The digital age and the possibility of expressing your thoughts and emotions under a nickname and without taking responsibility are seen by many as a step forwards for the freedom of speech. Unfortunately, the right to free speech has been too frequently and emphatically valued over other rights, such as freedom of religion and equality. Far too often, hatred and prejudice is being spread instead of thoughts and ideas. There is no doubt that the digital playground must be cleaned up and rules assigned to it. A sort of digital fingerprint would be essential to encourage cyberactivists to take responsibility for their digital actions and postings. It is important for everyone to understand that hate speech is not harmless.

Actions such as Breivik’s are, before anything else, attacks on the basic values of Western and European societies: democracy and the rule of law. Democratic means are available for all members of society to affect the direction of developments. Nationalists often see themselves as covert heroes awaiting discovery, as they see the silent approval of the masses as a sign of support. Lenience towards racist and anti-immigrant violence will, however, backfire. If the use of violence by one group in society is tolerated, then all other radically thinking groups could see that as a semi-legitimate way of affecting society; see, for example, animal-rights and anti-abortion activists.

Last but not least, get your punishments in place. There is lots of discussion about punishments for rape being too soft, but we also have a freshly released prisoner killing people in his first two months of freedom almost every year. According to Norway’s anti-terrorism laws, Breivik would spend a maximum of 21 years in prison, which is less than two months for every life that he took, and for all those he injured. How cheaply those young lives are being valued.

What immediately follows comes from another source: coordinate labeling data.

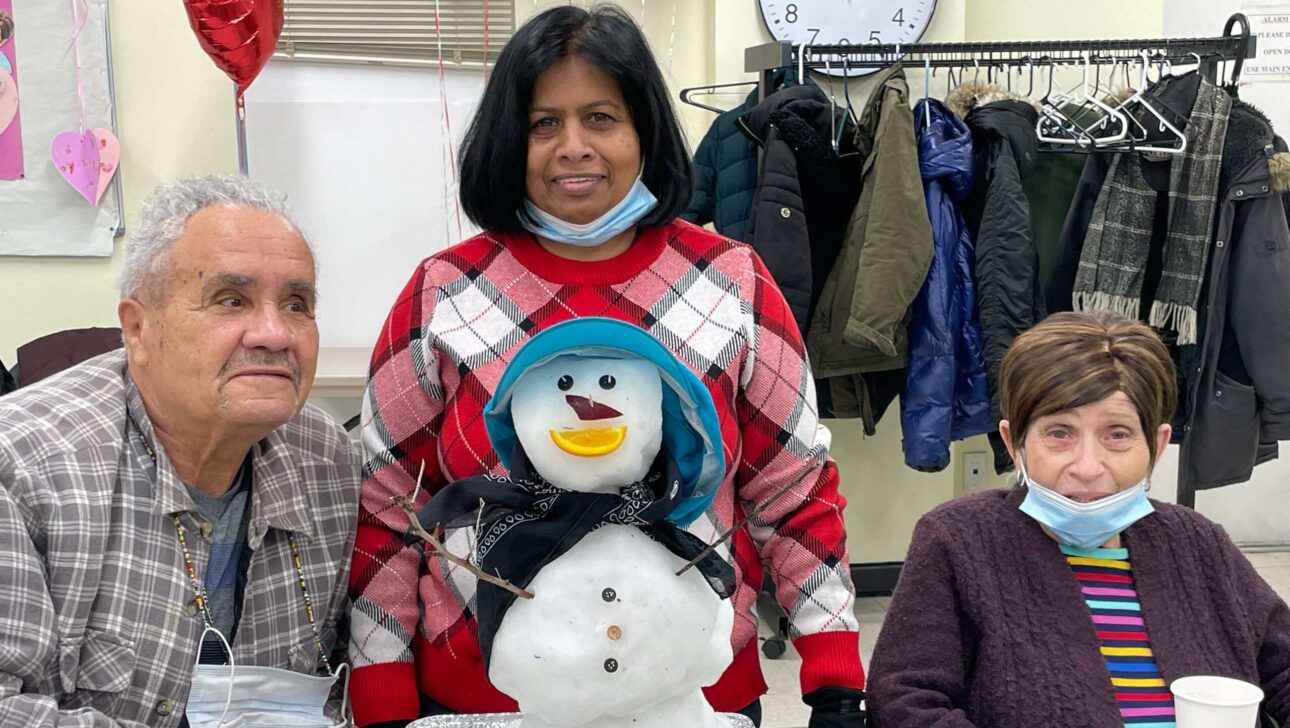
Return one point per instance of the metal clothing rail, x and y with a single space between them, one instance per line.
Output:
1206 52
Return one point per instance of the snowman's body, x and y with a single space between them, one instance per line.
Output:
613 637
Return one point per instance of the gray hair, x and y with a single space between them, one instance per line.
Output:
165 216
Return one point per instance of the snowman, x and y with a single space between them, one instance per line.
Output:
612 445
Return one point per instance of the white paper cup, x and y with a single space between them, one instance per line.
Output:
1209 701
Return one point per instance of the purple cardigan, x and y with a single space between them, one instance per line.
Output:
988 627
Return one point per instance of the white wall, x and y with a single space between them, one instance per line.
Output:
364 159
174 114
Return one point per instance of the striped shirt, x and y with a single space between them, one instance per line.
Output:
1106 581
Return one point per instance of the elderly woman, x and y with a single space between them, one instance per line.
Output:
1072 599
575 168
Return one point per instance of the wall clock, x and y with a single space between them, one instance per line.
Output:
836 22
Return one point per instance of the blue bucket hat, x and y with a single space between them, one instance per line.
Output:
692 434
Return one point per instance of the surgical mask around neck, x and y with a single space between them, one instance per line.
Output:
1084 525
249 696
631 209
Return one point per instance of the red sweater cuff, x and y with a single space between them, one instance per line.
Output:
385 692
831 660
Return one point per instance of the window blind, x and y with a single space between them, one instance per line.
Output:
470 32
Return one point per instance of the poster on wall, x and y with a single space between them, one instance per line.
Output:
10 119
1271 23
63 88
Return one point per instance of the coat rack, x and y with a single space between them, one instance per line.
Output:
1208 54
1205 52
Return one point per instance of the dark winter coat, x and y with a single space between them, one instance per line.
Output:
725 174
863 314
1233 385
805 191
946 396
1241 395
999 221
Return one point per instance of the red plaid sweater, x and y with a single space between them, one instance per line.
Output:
440 355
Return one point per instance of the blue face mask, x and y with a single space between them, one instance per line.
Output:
621 217
1084 525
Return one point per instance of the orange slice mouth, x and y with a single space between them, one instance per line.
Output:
590 443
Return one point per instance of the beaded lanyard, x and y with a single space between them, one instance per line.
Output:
199 589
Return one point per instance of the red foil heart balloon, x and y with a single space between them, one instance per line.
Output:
239 35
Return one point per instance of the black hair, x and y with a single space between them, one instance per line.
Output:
493 158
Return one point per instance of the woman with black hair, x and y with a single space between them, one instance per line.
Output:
575 168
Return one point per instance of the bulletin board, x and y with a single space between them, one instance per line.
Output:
40 212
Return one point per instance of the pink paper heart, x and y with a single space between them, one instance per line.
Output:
76 158
109 159
8 100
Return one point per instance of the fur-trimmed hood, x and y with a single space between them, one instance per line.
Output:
973 94
1250 136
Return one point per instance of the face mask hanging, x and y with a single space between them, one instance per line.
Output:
1084 525
250 696
630 211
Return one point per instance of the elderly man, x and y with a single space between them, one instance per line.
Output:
176 523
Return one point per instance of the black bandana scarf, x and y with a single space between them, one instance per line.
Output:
525 523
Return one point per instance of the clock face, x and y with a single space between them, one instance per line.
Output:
837 22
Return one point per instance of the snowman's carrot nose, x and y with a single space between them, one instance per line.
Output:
588 408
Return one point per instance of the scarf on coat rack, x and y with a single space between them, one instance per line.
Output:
1113 260
523 523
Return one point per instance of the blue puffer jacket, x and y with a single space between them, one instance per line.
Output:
725 176
946 396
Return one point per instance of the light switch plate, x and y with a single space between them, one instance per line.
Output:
975 471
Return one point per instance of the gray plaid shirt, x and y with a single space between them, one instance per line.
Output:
98 624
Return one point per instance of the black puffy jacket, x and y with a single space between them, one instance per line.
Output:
999 221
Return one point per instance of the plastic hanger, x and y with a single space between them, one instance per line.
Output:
1055 120
926 87
1139 101
686 94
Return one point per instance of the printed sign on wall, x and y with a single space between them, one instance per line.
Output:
1271 22
10 121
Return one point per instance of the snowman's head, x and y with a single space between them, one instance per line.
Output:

Many would agree that the death penalty would, in this case, be “cruel, but necessary”, to use Breivik’s own words, but if we don’t want to take that into use even for clear cases like this one, then isn’t it obvious that people like Breivik should never be let out of prison?

It is said that Breivik had been planning his act since 2009. Well, I assure you that as we speak, there are plans in the making in Finland as well. Whether they become reality or not depends on you and your governmental colleagues’ action, Dr Räsänen.

It is time to re-introduce the new generation to the values of democracy and guide them out of the culture of violence that they are drowned in.